A nurse is reinforcing teaching with an older adult client who is postoperative following a transurethral resection of the prostate. Which of the following statements should the nurse include in the teaching?
- A. You should take ibuprofen for discomfort.
- B. You should wait 6 weeks before resuming sexual intercourse.
- C. You may tub bathe until the catheter is removed.
- D. You may drive after 1 week.
- E. Avoid drinking water.
- F. Expect bright red urine indefinitely.
- G. Ignore bladder spasms.
Correct Answer: B
Rationale: Waiting 6 weeks allows healing; ibuprofen may increase bleeding, tub baths risk infection, and driving depends on recovery.
A nurse is collecting admission history data from a client who is in a semi-private room. Which of the following data is the priority for the nurse to address?
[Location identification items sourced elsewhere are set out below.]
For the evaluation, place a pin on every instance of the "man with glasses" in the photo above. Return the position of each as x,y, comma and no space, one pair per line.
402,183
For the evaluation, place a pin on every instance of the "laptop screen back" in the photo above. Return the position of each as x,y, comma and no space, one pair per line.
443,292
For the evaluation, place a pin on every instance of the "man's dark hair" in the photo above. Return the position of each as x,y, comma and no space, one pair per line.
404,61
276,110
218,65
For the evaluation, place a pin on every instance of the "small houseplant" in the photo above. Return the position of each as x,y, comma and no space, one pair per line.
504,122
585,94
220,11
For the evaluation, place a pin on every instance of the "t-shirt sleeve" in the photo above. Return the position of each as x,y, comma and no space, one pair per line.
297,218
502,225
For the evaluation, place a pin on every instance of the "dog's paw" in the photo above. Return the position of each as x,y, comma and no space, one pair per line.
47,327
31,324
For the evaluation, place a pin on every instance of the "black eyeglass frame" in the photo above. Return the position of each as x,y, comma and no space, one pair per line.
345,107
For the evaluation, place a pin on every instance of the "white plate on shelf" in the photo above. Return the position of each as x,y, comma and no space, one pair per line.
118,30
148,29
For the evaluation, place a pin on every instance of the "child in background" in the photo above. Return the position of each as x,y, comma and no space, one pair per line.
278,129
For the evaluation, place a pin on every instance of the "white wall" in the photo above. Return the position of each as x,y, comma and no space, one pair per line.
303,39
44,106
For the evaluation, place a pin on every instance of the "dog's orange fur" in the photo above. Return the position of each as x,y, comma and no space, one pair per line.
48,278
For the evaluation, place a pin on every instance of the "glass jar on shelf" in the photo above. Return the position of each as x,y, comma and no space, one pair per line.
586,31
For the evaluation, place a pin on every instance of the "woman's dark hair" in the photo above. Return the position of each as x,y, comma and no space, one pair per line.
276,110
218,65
- A. History of generalized anxiety disorder
- B. Recent exposure to tuberculosis
- C. Reports periodic migraine headaches
- D. Experiences nocturia
Correct Answer: B
Rationale: Recent tuberculosis exposure is a public health priority it's contagious via airborne droplets, risking spread in a semi-private room. Immediate isolation and testing (e.g., PPD, chest X-ray) protect the client, roommate, and staff, per CDC guidelines. Anxiety disorder affects mental health but isn't acutely transmissible or life-threatening here. Migraines cause discomfort, not immediate danger, manageable with later intervention. Nocturia disrupts sleep and may signal underlying issues, but it's less urgent than infection control. TB exposure triggers rapid response respiratory isolation, contact tracing due to its morbidity (e.g., pulmonary damage) and outbreak potential, making it the top priority to address on admission.
A nurse is reinforcing teaching with a client who has iron-deficiency anemia. The nurse should instruct the client that which of the following foods has the highest iron content?
- A. 3 oz chicken breast
- B. 3 oz canned tuna
- C. 3 oz pork roast
- D. 3 oz ground beef
Correct Answer: D
Rationale: Ground beef has the highest iron content (about 2.7 mg/3 oz) among these options, making it best for iron-deficiency anemia.
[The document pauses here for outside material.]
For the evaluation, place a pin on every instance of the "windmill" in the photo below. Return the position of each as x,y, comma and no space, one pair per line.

A nurse is assisting in the plan of care for a client who has constipation after receiving opioid medication for incisional pain. Which of the following actions should the nurse take first?
- A. Encourage the client to increase oral intake of fluids.
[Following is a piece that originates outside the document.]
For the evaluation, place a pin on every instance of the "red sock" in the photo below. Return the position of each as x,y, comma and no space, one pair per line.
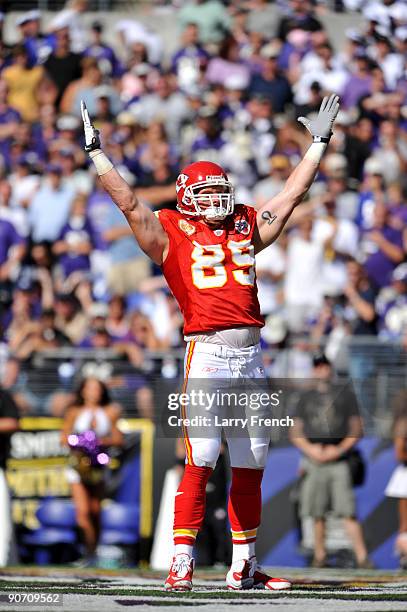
190,504
244,507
- B. Auscultate the client's abdomen for bowel sounds.
- C. Provide the client privacy with a set time to defecate.
- D. Administer a fiber-based laxative to the client.
- E. Increase physical activity.
- F. Check medication history.
- G. Apply heat to the abdomen.
Correct Answer: B
Rationale: Auscultating bowel sounds assesses the underlying issue (e.g., ileus) before interventions like fluids or laxatives.